Tuesday, December 12, 2006

Did French troops have role in Rwanda massacres?

When Hutu radicals were slaughtering Tutsis in Rwanda in 1994, France had troops there under UN auspices. Their mission was one of humanitarian assistance.

But in a Rwandan courtroom in Kigali, there are charges that French troops actually assisted Hutus in their genocidal work by ferrying the murderers to a region where Tutsis were taking refuge.
French military trucks ferried extremist Hutu militiamen to a mountain hideout in Rwanda to slaughter thousands of ethnic Tutsis during the 1994 genocide, an ex-member of the militia said Tuesday.

Testifying before a government-appointed panel probing France's alleged complicity in the massacres, he said French troops brought hundreds of Interahamwe to the Bisesero mountains to kill Tutsis seeking refuge there.

The man, identified only as "witness one on day two," told the commission that the Tutsis in the mountains of western Rwanda had been resisting Hutu efforts to overrun the area and had killed two Rwandan gendarmes.
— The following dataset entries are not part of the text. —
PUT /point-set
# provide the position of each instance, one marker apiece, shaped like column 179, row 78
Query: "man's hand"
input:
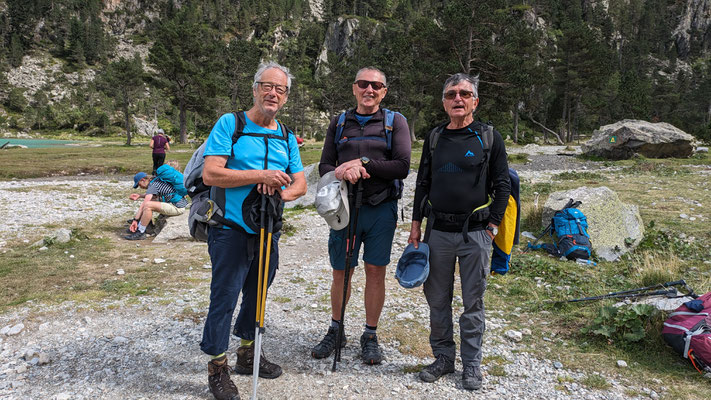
column 275, row 178
column 415, row 233
column 266, row 189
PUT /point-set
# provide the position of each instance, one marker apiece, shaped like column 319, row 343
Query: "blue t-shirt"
column 249, row 154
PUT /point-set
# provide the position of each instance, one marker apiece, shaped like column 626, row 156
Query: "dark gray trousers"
column 445, row 249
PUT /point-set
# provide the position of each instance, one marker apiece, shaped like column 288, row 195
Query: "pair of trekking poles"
column 262, row 282
column 350, row 247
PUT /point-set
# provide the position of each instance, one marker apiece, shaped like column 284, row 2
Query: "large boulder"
column 614, row 227
column 312, row 177
column 623, row 139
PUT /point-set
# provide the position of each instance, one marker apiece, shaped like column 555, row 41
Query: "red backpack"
column 689, row 333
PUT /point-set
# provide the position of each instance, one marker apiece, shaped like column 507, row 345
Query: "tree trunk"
column 183, row 123
column 127, row 125
column 545, row 129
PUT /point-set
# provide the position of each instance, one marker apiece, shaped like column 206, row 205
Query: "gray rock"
column 614, row 227
column 312, row 177
column 175, row 228
column 15, row 329
column 625, row 138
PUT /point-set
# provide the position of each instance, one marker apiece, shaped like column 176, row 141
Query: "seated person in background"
column 160, row 197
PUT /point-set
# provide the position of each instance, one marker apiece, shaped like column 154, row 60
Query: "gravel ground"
column 149, row 349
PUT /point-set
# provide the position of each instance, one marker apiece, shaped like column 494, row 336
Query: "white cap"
column 332, row 201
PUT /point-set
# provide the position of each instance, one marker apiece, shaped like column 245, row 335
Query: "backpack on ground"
column 172, row 176
column 569, row 232
column 208, row 202
column 688, row 332
column 394, row 192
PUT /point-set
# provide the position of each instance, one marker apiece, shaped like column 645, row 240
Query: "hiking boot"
column 441, row 366
column 135, row 236
column 218, row 376
column 245, row 363
column 471, row 377
column 369, row 349
column 328, row 344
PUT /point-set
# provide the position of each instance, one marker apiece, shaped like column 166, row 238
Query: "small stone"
column 405, row 315
column 15, row 329
column 44, row 359
column 119, row 340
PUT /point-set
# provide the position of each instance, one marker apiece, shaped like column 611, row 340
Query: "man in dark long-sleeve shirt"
column 464, row 186
column 365, row 151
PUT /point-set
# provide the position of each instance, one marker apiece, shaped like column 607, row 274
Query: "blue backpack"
column 570, row 226
column 172, row 176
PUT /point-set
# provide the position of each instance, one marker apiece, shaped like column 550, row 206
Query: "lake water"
column 36, row 143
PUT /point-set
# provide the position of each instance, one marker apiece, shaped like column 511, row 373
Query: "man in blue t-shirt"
column 238, row 169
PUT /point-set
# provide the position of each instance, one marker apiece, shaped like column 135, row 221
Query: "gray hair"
column 458, row 77
column 264, row 66
column 360, row 71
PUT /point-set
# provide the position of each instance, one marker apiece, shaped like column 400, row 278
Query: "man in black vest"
column 463, row 188
column 364, row 153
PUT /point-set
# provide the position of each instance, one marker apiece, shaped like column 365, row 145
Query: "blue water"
column 36, row 143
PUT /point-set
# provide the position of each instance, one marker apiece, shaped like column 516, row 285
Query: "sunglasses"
column 268, row 86
column 464, row 94
column 364, row 84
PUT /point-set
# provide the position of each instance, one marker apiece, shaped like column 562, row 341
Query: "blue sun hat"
column 414, row 266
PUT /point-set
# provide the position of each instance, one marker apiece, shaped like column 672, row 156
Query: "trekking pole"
column 350, row 245
column 263, row 277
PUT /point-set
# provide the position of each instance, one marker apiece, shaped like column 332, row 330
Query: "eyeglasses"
column 268, row 86
column 464, row 94
column 364, row 84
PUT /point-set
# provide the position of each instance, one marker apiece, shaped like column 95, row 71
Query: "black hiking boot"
column 328, row 344
column 218, row 376
column 135, row 236
column 369, row 349
column 245, row 364
column 441, row 366
column 471, row 377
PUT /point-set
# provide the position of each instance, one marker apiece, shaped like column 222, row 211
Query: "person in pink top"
column 160, row 144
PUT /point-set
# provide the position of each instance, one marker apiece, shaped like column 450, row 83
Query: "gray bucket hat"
column 332, row 201
column 413, row 268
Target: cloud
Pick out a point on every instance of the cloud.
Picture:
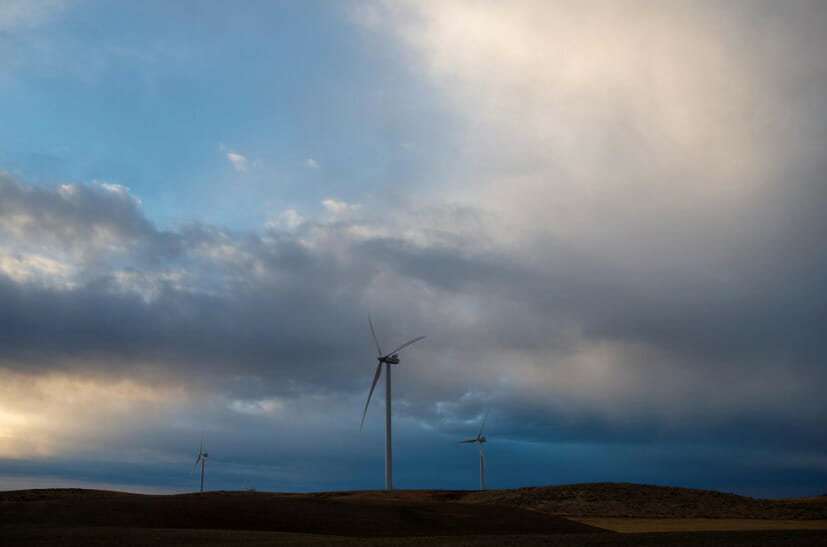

"The French were very upset when they saw the bodies," said the 35-year-old who admitted to killing "many Tutsis." "They immediately offered us their trucks to transport our men to the mountains to provide reinforcement."

Referring constantly to the killings as 'work' — a popular euphemism during the genocide, the witness said he and other Interahamwe fighters with the help of the French had broken through the Tutsi defenses and "killed very many."
French UN troops are now taking part in the UNIFIL mission in Lebanon, supposedly to disarm Hizballah and keep them from initiating a new round of hostilities against Israel. Who's the genius that came up with that plan?

Update: 12 Dec. 2006 @ 22:36
France may have trained and equipped Interahamwe Hutu militiamen, as well.
France armed and trained radical militia blamed for most of the killings in Rwanda's 1994 genocide, two Rwandan ex-soldiers have told a panel probing alleged French complicity in the massacres.

As the government-appointed inquiry commission resumed public hearings Monday after a month-long break following Rwanda's severing of ties with France in a major diplomatic row, the pair said French troops had worked closely with the former Rwandan army and members of the Interahamwe militia.

"The training of Interahamwe was held discreetly at the Gabiro military base," said Isidore Nzeyimana, a former military instructor, referring to a facility in northeast Rwanda where French troops were stationed.

He said his relations with the French instructors was that of "very close colleagues, some were even close friends. At some point they even brought some of their trainees from France to hold joint sessions with us."